„Was gibt es?“ fragte ich.

„Es ist aus!“ erwiderte er, „wir können keinen Schritt weiterfahren.“

In der Tat hatten sich die Speichen des Rades völlig von dem Kranze gelöst; wenn sich das Rad drehte, so traten sie abwechselnd in die Löcher und wieder aus ihnen heraus; von dem Gewicht des Wagens hineingedrückt, traten sie an dem unteren Teile des Rades hinein und traten heraus, wenn sie beim Umschwung des Rades nach oben zu stehen kamen.

Wir konnten von keinem schwereren Unfall betroffen werden! Wir mußten auf unabsehbare Zeit festliegen, in einer unbewohnten Gegend, Hunderte von Kilometern von der Eisenbahn entfernt. Es war ein Augenblick der Bestürzung. Wir schwiegen und betrachteten das unbrauchbare Rad mit zornigen Blicken nutzlosen Grolles.

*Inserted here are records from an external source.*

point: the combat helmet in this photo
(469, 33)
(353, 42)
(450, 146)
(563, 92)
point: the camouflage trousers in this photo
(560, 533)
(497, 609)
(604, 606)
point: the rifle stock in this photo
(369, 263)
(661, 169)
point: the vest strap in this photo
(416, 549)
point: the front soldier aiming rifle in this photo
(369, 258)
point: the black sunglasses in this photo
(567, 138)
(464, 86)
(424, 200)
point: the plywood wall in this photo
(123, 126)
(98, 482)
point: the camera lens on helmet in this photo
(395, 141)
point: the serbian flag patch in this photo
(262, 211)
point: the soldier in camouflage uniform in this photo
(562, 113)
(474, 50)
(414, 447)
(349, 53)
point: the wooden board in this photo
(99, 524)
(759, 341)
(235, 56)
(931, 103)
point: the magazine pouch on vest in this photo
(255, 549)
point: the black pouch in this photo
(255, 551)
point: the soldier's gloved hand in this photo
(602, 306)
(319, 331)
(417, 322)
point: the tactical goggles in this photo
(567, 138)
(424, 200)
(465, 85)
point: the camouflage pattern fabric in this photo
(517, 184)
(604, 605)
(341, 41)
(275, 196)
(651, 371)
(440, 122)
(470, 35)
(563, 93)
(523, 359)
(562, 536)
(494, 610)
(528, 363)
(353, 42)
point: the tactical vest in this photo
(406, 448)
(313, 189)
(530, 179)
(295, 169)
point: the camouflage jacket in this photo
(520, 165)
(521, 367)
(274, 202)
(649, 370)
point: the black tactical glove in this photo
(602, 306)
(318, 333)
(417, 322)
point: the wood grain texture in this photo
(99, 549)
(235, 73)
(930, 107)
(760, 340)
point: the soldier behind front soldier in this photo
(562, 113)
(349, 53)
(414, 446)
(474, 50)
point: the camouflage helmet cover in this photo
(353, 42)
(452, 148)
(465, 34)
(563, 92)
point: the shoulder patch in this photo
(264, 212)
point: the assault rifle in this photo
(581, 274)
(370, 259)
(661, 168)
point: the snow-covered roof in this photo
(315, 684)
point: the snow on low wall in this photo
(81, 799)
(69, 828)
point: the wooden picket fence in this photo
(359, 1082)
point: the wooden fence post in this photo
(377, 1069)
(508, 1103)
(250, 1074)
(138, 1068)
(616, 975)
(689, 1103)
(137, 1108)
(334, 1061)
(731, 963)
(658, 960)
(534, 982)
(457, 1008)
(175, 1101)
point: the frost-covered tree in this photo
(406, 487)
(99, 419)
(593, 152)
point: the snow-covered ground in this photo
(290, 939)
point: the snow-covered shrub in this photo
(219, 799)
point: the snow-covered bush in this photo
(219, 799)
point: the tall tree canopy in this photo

„Was nun?“ fragten wir uns nach einigen Minuten.

„So viel Mühe, so viele Schwierigkeiten überwunden!“ seufzte Ettore. „Um hier zu enden!“

„Ohne das Rad können wir das Automobil nicht einmal von Pferden weiterziehen lassen“, bemerkte ich.

Der Fürst dachte nach. Dann fragte er als praktischer Mann:

„Gehen wir logisch vor. Was ist das Dringendste? An den nächsten bewohnten Ort zu kommen. Wir können nicht mitten auf der Straße stehenbleiben. Wenn dieser erste Schritt getan ist, wollen wir an den zweiten denken. Sehen wir uns einmal die Karte an!“

Wir betrachteten sie. Das nächste Dorf war etwa acht Kilometer entfernt.